We use Convolutional neural network because it by design learns features that generalize over spatial location , so when using conv operation it reduce image size and that what we hope to have so we can have more simplicity in the following layers , but when doing zero padding the image return to its original size , so what is the benefit of doing this ? the same problem return back since image size will be still large . Also, CNN works well for classify images; so how it can be used in games to detect best next move, I mean how it decide the Q values of the actions from the image itself even though understanding image doesn't give any indication of the next move ?
-
$\begingroup$ May you give a link to where exactly did you find someone using zero padding after a CNN convolution ? And for your second question, last time I saw CNN used in reinforcement learning, it was with its outputs (features) being fed into a deep policy optimization network, CNN is just being used as an encoder in this case. Overall, can you try to give more details about the example / code you are thinking of ? This should help to give a more accurate answer. $\endgroup$– UbikuityMay 7, 2021 at 9:22
-
$\begingroup$ I am trying to understand how CNN and Q-learning is being used to build a game agent , so what I understand from your comment that CNN is being used to encode image then we use the policy network to detect best next move ?! but the question here when we say a policy network , is that mean the CNN is part of this network ?.Regarding the padding question , I need just to understand what is the benefit of zero padding , I mean what is the effect in next layers . $\endgroup$– user117272May 7, 2021 at 9:36
2 Answers
For padding in CNN's there is a useful answer in this link:https://stats.stackexchange.com/questions/246512/convolutional-layers-to-pad-or-not-to-pad
In Q-learning an action is taken in current state, and a next state is obtained. Then state-action value of the current state-action pair is updated by using best state-action value of obtained next state. If you have discrete state-action space, or a few states you can simply record each state-action pair in a table, and then update it by Q-learning, but if the space is continuous, or there are so many state-action pairs then you should use function approximation methods like neural networks. For example by extracting current state's visual features by CNN, and then updating weights to better approximate value of this perceived state, and taken action pair.
We only use zero padding on the edge of the image to be able to compute our convolution on 'edgy' pixels. It is usually just to keep 'round' values of dimension.
For example if your input is 64x64, with strides = 2x2, you'd expect a 32x32 output, but without padding, you would get 31x31. Padding is really not a big deal and you can remove it without having much consequences on your results (at least according to my experience), it's more a reason of 'good looking' dimensions (multiples of 2).

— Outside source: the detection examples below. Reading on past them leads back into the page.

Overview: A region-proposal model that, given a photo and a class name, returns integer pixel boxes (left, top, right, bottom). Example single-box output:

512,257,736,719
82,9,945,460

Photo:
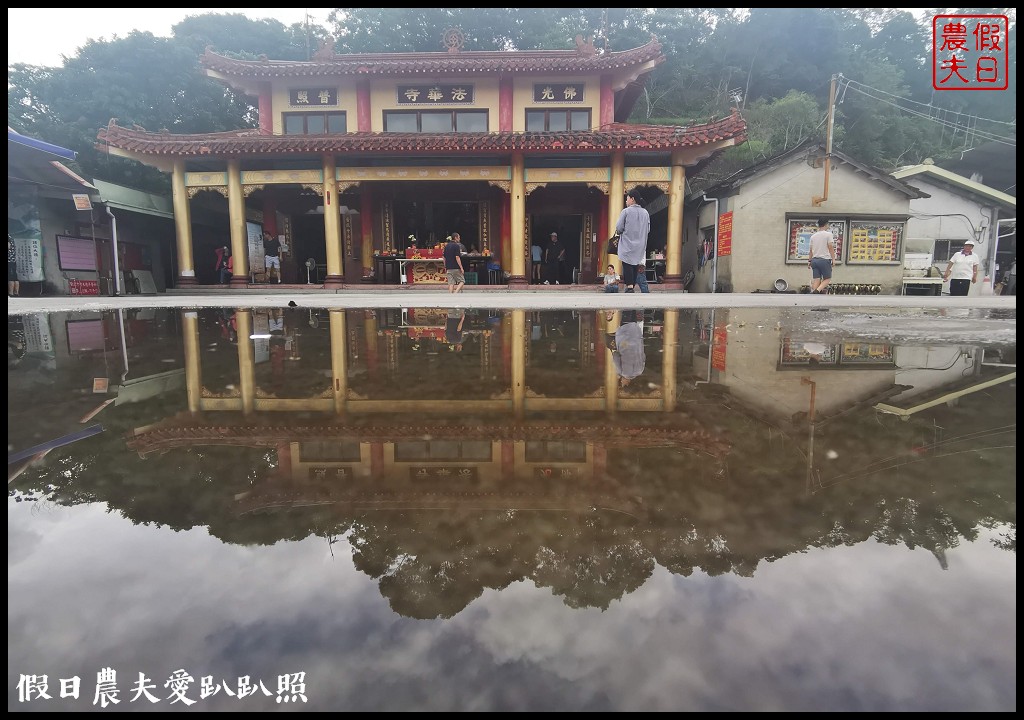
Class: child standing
604,264,622,293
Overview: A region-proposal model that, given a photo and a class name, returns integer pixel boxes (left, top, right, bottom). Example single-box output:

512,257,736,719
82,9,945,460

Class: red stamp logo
932,15,1010,90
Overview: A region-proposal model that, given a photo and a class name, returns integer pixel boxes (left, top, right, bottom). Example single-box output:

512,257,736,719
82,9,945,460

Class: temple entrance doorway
530,214,584,285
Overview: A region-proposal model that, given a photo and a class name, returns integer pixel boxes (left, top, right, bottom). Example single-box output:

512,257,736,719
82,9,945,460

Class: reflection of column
362,310,380,380
171,158,196,288
507,153,529,286
227,159,249,286
499,193,512,282
502,312,512,383
600,315,618,414
181,310,203,413
331,310,348,415
662,309,679,413
600,151,626,273
512,310,526,420
662,150,686,290
324,153,345,288
234,309,256,415
359,182,374,276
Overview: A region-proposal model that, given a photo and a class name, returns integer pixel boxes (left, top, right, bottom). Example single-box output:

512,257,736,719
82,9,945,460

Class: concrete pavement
7,288,1017,315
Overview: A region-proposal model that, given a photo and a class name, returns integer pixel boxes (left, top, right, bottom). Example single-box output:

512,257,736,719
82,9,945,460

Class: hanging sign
718,210,732,257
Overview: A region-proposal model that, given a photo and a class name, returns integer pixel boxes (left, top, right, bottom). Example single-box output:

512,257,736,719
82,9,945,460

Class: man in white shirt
807,217,836,294
942,240,981,295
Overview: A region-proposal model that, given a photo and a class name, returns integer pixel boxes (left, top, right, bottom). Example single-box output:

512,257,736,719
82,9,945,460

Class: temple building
97,31,745,289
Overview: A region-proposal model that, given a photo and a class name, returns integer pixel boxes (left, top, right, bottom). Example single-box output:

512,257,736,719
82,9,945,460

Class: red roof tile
200,38,665,80
96,111,746,157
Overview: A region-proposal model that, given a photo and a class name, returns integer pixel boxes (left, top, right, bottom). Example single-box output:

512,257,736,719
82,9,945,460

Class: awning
93,180,174,219
7,128,95,193
7,127,78,160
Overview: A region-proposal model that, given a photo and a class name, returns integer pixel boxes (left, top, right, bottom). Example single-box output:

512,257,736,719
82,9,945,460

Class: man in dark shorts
444,232,466,295
444,307,466,352
807,217,836,294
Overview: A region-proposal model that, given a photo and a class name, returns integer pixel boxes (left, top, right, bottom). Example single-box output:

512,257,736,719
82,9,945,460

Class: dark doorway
530,215,583,285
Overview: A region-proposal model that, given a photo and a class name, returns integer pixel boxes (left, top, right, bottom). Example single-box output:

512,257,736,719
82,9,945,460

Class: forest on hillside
7,8,1017,192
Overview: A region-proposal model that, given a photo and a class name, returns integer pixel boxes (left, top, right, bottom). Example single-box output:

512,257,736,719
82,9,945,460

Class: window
932,240,964,262
284,113,348,135
526,109,590,132
526,440,587,463
394,440,492,463
299,440,361,463
384,110,487,132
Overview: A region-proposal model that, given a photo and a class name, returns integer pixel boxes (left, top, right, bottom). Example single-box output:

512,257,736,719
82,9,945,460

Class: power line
839,75,1017,127
840,76,1017,147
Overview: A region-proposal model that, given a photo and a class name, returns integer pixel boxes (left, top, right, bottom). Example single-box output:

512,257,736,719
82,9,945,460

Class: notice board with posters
246,220,266,278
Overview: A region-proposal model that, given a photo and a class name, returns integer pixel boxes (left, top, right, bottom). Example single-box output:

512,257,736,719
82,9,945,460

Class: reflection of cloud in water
8,506,1016,711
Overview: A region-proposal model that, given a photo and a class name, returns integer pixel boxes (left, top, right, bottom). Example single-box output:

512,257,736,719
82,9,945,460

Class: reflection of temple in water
12,308,1016,618
131,309,728,493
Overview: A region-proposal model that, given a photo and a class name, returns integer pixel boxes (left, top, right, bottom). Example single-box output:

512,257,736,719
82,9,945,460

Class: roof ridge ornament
441,28,466,55
575,35,597,57
313,35,335,60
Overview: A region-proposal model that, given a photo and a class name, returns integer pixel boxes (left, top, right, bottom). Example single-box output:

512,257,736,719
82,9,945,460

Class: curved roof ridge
97,111,746,157
200,36,664,77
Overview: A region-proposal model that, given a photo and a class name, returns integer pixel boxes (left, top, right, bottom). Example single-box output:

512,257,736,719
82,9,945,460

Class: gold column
331,310,348,415
171,158,196,287
324,155,345,288
181,310,203,413
600,310,622,415
662,308,679,413
234,309,256,415
509,153,529,286
227,160,252,286
664,151,686,289
512,310,526,420
598,151,626,274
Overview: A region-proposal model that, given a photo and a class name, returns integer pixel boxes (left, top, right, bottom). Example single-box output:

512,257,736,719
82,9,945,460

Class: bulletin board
785,218,846,262
848,221,903,263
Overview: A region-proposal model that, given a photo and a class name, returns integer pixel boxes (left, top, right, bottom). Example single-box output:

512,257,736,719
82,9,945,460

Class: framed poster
246,220,266,276
848,220,903,263
785,217,846,263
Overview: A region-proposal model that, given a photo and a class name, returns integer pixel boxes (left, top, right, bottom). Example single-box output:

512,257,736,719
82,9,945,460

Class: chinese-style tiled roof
200,38,665,80
127,418,731,458
96,111,746,157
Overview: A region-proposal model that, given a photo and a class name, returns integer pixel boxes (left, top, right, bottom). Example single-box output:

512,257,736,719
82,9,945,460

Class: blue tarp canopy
7,127,76,160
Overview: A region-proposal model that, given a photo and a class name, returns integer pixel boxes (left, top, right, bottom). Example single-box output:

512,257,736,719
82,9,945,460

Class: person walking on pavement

To get back to the use of CNN in policy decisions, your agent uses the state value to decide which action to take. CNN is used to transform a 256x256 input into a 30 or 20 output features that is concatenated into the state of the network. So a corresponding state could be [agent_position, agent _speed, features_from_image] instead of [agent_position, agent _speed, image], and then your network / Q algorithm takes its decision from this state. So CNN is a kind of subpart of the network.